The maxim that there is no ready-made recipe for success is also evoked in this debate. The example of the former president, who left Alagoas to conquer Planalto in 1989, is cited to counter the idea that coming from smaller states is an impediment.
Tarcísio falls into the category that governors of, the richest state, are automatically presidential candidates, but not only that: he is Bolsonaro’s trusted name and seen as the ally with the greatest chance of being anointed by the former president. Tarcísio says, however, .
The right today has a greater perspective of names with national potential than the left, says political scientist Vera Chaia, who is a professor at PUC-SP and helped organize the book “Political Leadership in Brazil: Characteristics and Institutional Questions” in 2022. .
The genesis of many of these leaders is liberal in economics and conservative in customs, in Vera’s assessment. “The right wasted no time. And the left was stuck in the renewal. It was a mistake to bet all the chips on Lula.”
The congestion on the right is a knot that tends to be untied only when Bolsonaro’s situation becomes clear, in the professor’s view.

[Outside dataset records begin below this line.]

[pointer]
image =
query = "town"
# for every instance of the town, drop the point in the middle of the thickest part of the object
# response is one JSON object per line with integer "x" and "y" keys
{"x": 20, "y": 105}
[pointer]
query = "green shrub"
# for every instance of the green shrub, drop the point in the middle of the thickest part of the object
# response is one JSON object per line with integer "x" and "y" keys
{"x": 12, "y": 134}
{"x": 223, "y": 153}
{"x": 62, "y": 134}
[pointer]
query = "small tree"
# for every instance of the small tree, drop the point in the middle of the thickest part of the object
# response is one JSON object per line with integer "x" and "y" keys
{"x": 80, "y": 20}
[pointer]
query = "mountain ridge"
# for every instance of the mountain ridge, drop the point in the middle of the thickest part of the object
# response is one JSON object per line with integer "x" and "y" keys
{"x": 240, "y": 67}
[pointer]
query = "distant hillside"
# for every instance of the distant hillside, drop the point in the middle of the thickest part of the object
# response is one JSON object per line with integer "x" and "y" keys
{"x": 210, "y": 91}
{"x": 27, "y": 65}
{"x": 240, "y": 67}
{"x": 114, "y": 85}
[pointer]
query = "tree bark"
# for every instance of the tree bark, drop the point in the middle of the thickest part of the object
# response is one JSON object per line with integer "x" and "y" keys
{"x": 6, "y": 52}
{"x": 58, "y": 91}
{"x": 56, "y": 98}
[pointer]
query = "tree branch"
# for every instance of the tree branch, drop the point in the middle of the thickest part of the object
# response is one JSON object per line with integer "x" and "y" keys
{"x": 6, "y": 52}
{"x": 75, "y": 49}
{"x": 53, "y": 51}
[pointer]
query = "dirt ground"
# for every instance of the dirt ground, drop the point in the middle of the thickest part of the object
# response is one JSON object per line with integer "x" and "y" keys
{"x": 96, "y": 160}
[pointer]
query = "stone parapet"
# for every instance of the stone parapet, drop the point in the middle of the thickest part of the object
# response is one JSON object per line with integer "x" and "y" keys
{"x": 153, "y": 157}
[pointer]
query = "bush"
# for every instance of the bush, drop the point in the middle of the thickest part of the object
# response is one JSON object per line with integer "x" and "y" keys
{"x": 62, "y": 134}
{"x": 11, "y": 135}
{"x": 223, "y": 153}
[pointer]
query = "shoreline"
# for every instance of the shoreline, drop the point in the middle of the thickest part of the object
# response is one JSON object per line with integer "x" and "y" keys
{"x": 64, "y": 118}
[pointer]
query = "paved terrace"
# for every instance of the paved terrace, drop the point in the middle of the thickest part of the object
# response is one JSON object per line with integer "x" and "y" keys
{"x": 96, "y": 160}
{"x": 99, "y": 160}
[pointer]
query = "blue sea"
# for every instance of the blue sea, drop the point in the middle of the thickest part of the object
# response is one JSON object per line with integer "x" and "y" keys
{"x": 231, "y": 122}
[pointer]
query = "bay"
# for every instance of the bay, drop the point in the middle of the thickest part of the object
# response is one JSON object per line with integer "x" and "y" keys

The former president resists bringing forward his choice and signals his intention to try to register a candidacy in 2026, although .
Aspects such as charisma, connection with the masses and knack for capturing electoral sentiment are mentioned as necessary ingredients to gain national reach.
Success depends on understanding deeper values of Brazilian society, according to sociologist Fábio Baldaia, from the Brasil Profundo Study Laboratory, linked to the Federal Institute of Bahia. “That’s what Bolsonaro achieved, by revamping characteristics that remain in the long term”, he says.
Among the traits cited by the researcher are simplism, which consists of presenting simple and obvious solutions to complex problems, and messianism, expressed in the image of the savior of the country.
Lula, in turn, dominates popular communication, for example with the use of metaphors about football, says Baldaia, whose research group released the book “Bolsonarism and Deep Brazil: The Sociocultural Dimension of the Phenomenon and Its Formative Elements” .
“Based on the studies, it seems to us that a candidate or leader who dialogues with representations that are not from one or a few sectors, but rather from a large part of society, will be able to advance. They need to connect with the concerns of ordinary Brazilians, such as family and economy.”
The new right became stronger because “it was skilled in exploring the agenda of customs and bringing together more transversal themes. If the left does not learn to dialogue, it will have difficulty and, when Lula leaves the field, it will be very likely that the right and the extreme right win successively”, says Baldaia.